A spokesperson for Phoenix Ancient Art has responded to the seizures of antiquities that took place last week (see Search Warrant listing the items). In a statement to Artnet News ("New York Antiques Dealer Phoenix Fine Art Raided on Suspicion of Selling Looted Artifacts", 11 January 2018) it was stated:
“We immediately notified the US private collection that consigned the works to us of the situation, and we do know that the works have a long museum exhibition history spanning from the Geneva Musée d’art et d’Histoire, 1978–1981, and at the Getty Museum, Los Angeles, 1984–1996.”The temporary display of recently surfaced antiquities in public museums is an interesting one. How are these documented? What about the display of the Ka Nefer Nefer mummy mask in Geneva? And was the (anonymous?) loan to the J. Paul Getty Museum by a dealer or a collector? This recalls the loan of fragments of the Berlin painter krater, a pot that was subsequently returned to Italy.
Should museums be accepting loans for antiquities that do not have documented and authenticated histories that stretch back to the period before 1970?
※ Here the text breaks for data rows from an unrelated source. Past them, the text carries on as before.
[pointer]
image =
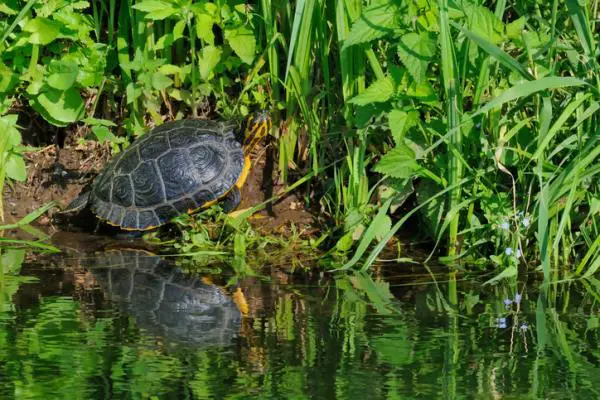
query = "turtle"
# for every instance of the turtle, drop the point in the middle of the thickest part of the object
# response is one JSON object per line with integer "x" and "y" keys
{"x": 165, "y": 301}
{"x": 179, "y": 167}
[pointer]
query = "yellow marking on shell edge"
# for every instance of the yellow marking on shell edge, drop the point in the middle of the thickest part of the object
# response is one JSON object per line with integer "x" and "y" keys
{"x": 148, "y": 228}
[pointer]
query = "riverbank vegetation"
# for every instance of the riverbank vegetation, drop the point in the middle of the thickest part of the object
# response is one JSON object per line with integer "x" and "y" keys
{"x": 475, "y": 121}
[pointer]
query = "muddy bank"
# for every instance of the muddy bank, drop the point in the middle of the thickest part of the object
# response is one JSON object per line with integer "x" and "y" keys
{"x": 59, "y": 174}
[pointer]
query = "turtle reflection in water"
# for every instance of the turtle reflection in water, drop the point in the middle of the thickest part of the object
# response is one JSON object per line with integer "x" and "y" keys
{"x": 165, "y": 301}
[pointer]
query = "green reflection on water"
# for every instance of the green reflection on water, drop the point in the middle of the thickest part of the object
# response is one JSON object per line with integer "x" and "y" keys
{"x": 351, "y": 336}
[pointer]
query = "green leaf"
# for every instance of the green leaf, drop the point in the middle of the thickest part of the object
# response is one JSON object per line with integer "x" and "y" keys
{"x": 243, "y": 43}
{"x": 376, "y": 21}
{"x": 400, "y": 162}
{"x": 9, "y": 7}
{"x": 422, "y": 91}
{"x": 400, "y": 122}
{"x": 206, "y": 17}
{"x": 484, "y": 23}
{"x": 43, "y": 30}
{"x": 8, "y": 79}
{"x": 204, "y": 24}
{"x": 15, "y": 167}
{"x": 62, "y": 74}
{"x": 178, "y": 30}
{"x": 513, "y": 29}
{"x": 380, "y": 91}
{"x": 156, "y": 9}
{"x": 160, "y": 81}
{"x": 528, "y": 88}
{"x": 209, "y": 59}
{"x": 416, "y": 50}
{"x": 58, "y": 107}
{"x": 505, "y": 274}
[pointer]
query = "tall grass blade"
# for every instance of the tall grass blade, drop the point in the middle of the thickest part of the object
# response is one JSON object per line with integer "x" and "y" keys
{"x": 495, "y": 52}
{"x": 528, "y": 88}
{"x": 453, "y": 108}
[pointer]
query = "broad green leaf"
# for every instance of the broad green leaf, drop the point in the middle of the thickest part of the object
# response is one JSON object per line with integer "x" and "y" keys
{"x": 43, "y": 30}
{"x": 102, "y": 133}
{"x": 58, "y": 107}
{"x": 8, "y": 79}
{"x": 375, "y": 22}
{"x": 178, "y": 30}
{"x": 528, "y": 88}
{"x": 400, "y": 162}
{"x": 62, "y": 74}
{"x": 243, "y": 43}
{"x": 7, "y": 127}
{"x": 9, "y": 7}
{"x": 400, "y": 122}
{"x": 169, "y": 69}
{"x": 209, "y": 59}
{"x": 204, "y": 24}
{"x": 160, "y": 81}
{"x": 380, "y": 91}
{"x": 156, "y": 9}
{"x": 514, "y": 29}
{"x": 15, "y": 167}
{"x": 416, "y": 50}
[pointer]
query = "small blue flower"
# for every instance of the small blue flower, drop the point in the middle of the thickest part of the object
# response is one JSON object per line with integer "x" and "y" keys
{"x": 518, "y": 298}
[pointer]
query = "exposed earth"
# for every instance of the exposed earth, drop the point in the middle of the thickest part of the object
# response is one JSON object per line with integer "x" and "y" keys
{"x": 60, "y": 176}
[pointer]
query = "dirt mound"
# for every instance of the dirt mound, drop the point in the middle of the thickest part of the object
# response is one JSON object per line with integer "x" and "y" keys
{"x": 60, "y": 176}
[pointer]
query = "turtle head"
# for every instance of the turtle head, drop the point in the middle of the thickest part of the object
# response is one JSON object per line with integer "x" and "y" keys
{"x": 257, "y": 127}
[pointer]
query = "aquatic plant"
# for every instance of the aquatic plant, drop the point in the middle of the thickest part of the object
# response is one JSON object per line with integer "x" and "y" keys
{"x": 475, "y": 122}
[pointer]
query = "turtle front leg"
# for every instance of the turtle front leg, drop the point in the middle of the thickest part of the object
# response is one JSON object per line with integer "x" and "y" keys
{"x": 232, "y": 200}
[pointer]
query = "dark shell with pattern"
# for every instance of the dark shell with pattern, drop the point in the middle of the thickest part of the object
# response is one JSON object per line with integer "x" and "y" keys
{"x": 174, "y": 169}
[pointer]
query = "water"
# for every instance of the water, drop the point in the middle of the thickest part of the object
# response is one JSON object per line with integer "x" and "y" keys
{"x": 128, "y": 325}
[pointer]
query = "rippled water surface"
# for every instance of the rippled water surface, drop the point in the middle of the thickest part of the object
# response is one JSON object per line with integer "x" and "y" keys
{"x": 127, "y": 324}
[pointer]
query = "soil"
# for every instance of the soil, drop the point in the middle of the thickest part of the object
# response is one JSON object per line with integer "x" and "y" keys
{"x": 60, "y": 175}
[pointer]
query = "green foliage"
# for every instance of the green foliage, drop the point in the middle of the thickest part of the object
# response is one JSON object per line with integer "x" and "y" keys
{"x": 448, "y": 104}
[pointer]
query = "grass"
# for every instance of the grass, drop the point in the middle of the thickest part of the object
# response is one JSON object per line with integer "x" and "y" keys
{"x": 468, "y": 117}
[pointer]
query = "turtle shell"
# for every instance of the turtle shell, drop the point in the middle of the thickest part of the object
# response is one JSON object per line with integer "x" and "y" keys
{"x": 174, "y": 169}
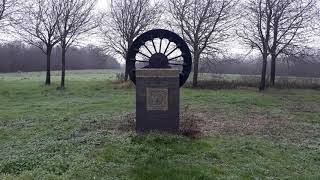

North American museums will be aware of The Association of Art Museum Directors Releases New Guidelines on Loans of Antiquities and Ancient Art (2006) that states "Potential long-term loans (i.e. loans not part of visiting exhibitions) with incomplete relevant provenance histories should be evaluated under criteria comparable to those for acquisitions". This should now be read against Revisions to the 2008 Guidelines on the Acquisition ofArchaeological Material and Ancient Art (2013), and specifically, "Member museums normally should not acquire a Work unless provenance research substantiates that the Work was outside its country of probable modern discovery before 1970 or was legally exported from its probable country of modern discovery after 1970".